Con lo stesso ricorso, la Moby, ha proposto azione di accertamento ex art. 117 d.lgs. 104/2010 dell'illegittimità dell'inerzia della Regione Sardegna, rispetto all'obbligo di procedere alla privatizzazione di Saremar, con conseguente richiesta al TAR di ordinare la dismissione di quote societarie. 
Secondo Moby s.p.a. l'esercizio da parte della Regione Sardegna, per mezzo di Saremar, delle rotte Civitavecchia – Olbia e Vado Ligure – Porto Torres e, cioè, l'ingresso in un mercato aperto alla concorrenza e liberalizzato, sul quale sono già attivi operatori privati, non può in alcun modo considerarsi attività “strettamente necessaria per il perseguimento delle proprie finalità istituzionali” ai sensi dell'art. 3 comma 27 della L. 244 del 2007. L'inadempimento dell'obbligo di cessione di cui al comma 29 entro il termine prescritto configura un illecito permanente, sanzionabile in ogni momento dal Giudice amministrativo, con il rimedio previsto dall'art. 117 del codice del processo.
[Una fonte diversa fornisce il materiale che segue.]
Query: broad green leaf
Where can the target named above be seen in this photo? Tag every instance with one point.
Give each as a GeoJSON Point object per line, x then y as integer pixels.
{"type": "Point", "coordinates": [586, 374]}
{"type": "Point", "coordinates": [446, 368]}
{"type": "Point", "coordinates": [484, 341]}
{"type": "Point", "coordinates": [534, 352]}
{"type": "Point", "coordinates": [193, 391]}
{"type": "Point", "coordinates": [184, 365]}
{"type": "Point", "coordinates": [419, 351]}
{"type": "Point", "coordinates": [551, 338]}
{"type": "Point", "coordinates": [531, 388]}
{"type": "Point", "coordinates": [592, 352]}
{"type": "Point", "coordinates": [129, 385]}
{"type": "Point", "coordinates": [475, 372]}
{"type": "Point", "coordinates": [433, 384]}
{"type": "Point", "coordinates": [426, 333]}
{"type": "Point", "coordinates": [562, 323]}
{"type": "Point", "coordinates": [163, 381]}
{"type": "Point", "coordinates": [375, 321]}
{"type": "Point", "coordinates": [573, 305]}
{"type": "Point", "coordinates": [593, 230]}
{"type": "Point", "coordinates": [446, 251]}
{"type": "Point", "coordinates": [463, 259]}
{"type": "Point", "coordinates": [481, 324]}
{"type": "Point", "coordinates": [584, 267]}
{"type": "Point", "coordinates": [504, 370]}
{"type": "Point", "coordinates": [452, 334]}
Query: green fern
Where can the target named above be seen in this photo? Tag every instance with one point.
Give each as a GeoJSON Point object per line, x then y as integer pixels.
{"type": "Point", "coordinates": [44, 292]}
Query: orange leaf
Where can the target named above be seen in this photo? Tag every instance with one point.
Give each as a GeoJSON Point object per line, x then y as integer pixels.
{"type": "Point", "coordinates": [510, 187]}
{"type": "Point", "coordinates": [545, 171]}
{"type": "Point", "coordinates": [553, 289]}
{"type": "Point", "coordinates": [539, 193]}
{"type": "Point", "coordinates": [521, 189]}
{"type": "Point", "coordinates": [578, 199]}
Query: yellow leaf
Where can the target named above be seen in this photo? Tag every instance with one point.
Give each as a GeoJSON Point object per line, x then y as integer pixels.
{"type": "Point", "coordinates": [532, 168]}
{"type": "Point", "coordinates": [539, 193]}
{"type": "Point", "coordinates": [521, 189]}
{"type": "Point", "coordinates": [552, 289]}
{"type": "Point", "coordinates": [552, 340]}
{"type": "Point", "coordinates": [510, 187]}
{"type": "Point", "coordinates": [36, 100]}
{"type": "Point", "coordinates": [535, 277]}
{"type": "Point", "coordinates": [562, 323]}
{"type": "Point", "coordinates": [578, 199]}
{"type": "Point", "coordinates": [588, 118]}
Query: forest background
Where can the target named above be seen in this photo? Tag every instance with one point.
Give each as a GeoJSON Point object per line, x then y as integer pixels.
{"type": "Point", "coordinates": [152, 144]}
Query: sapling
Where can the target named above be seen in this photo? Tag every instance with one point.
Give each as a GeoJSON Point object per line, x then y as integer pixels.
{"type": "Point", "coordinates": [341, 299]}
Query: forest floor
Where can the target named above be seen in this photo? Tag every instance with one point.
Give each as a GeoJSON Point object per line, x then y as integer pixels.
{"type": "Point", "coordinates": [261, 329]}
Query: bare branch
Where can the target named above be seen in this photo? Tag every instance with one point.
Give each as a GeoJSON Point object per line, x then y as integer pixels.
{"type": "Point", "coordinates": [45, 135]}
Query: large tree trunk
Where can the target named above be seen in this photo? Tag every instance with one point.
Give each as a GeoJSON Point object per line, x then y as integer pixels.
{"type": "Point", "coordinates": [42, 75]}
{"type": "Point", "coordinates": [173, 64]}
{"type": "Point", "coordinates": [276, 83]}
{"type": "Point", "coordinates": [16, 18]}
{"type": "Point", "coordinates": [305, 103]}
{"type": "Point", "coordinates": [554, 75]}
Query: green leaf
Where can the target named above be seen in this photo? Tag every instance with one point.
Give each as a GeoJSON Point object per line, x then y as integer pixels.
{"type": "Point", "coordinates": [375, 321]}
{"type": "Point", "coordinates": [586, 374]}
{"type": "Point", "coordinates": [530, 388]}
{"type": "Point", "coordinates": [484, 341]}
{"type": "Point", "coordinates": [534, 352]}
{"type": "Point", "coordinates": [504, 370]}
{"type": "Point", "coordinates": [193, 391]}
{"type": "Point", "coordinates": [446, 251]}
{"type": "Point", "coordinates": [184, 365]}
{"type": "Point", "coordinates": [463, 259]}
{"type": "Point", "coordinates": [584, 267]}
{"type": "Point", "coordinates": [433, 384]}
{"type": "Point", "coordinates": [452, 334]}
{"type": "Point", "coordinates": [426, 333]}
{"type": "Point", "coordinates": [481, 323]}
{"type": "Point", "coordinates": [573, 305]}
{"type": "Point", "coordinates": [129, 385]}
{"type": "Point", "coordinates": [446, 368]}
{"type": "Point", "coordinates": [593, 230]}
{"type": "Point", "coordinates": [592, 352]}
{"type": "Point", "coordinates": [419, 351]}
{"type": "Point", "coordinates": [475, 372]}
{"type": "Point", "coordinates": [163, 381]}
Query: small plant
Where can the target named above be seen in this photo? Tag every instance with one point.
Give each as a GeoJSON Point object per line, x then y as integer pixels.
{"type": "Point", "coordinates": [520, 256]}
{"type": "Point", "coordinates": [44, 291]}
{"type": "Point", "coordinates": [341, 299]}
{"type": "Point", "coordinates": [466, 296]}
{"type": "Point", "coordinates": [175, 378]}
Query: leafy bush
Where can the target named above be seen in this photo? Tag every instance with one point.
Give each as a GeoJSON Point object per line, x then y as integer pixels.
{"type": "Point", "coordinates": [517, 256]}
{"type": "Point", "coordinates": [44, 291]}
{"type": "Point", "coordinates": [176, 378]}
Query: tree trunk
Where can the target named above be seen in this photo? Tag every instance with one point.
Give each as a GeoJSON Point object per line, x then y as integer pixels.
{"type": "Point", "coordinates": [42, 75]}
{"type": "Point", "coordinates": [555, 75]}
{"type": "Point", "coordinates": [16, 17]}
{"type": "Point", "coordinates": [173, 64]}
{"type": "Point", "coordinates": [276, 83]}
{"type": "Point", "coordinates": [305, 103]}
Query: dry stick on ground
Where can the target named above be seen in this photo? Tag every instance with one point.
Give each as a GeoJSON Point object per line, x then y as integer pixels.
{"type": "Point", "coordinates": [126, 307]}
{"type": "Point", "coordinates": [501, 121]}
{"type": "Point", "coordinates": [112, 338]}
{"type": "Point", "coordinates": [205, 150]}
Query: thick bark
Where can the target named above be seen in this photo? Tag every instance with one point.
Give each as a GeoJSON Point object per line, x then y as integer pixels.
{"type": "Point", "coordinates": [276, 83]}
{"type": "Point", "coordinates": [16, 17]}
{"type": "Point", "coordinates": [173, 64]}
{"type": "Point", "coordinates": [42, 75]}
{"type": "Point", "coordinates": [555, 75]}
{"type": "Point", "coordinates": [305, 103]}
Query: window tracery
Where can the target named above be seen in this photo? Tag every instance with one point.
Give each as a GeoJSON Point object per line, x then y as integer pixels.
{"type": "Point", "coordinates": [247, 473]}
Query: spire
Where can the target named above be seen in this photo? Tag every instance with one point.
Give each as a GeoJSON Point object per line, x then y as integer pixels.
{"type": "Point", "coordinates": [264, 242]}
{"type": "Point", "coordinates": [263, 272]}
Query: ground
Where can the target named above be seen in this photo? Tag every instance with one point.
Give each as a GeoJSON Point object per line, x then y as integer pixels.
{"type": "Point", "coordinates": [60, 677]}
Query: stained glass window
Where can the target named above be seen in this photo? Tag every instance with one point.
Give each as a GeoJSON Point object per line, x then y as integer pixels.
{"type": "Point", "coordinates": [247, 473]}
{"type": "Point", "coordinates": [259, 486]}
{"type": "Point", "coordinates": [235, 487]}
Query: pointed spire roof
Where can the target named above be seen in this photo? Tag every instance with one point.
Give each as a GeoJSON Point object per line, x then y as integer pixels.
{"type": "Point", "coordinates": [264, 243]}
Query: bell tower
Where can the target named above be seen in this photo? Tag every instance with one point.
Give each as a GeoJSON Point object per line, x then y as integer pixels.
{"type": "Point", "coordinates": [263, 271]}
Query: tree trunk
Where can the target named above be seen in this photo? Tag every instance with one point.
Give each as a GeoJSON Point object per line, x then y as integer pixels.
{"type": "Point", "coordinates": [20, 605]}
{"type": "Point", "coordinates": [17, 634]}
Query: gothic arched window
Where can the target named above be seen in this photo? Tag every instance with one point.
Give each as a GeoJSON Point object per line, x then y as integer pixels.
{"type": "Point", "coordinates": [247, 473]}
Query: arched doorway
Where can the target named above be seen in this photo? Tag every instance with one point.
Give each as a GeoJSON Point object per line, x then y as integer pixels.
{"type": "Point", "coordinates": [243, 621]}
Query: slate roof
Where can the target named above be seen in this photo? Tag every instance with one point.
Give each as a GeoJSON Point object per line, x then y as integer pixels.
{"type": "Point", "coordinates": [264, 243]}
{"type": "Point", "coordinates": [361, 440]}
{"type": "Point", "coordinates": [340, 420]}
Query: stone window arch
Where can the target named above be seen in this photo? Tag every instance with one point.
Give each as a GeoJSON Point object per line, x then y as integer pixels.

Secondo il Tribunale Amministrativo Regionale per la Sardegna, Sezione Prima (Sentenza N. 00269/2013 del 9 gennaio 2013 depositata in segreteria Il 05/04/2013) l' azione di annullamento è inammissibile per due ordini di ragioni.

La prima è che Moby s.p.a. ha impugnato la deliberazione della G.R. n. 12/28 e non espressamente la delibera della G.R. n. 48/65 del 1° dicembre 2011, che, appunto, autorizzava Saremar a svolgere l'attività di cabotaggio extra convenzione, anche per la stagione 2012.
Quindi, “da un lato l'azione proposta da Moby pretende di ottenere l'annullamento di un atto senza alcun profilo di lesività (una presa d'atto di tariffe già deliberate e un “mandato” a compiere atti di esclusiva competenza di Saremar quale è l'apertura delle prenotazioni per il 2012) dall'altro, l'azione proposta da Moby difetta, a monte, dell'impugnazione del provvedimento, con il quale si dava mandato a Saremar di svolgere l'attività di cabotaggio extra convenzione, anche per la stagione 2012”.

La seconda è che, osserva il TAR, “in ogni caso, la deliberazione G.R. 48/65 era già da tempo ben conosciuta da Moby s.p.a. che la ha citata nel ricorso cautelare in corso di causa, presentato il 1° febbraio 2012, dinnanzi al Tribunale Civile di Milano R.G. n. 79825/2011 e quindi, comunque, i termini per la sua impugnazione, al momento della notifica del ricorso qui esaminato (datata 21 maggio 2012) erano ampiamente spirati”.
Il TAR ha, poi, rigettato l'azione di accertamento ex art. 117 d.lgs. 104/2010 (codice del processo amministrativo) ritenendo che, nel caso, non sussistessero i presupposti per l'esercizio dell'azione ex art. 117 c.p.a. proposta dalla ricorrente.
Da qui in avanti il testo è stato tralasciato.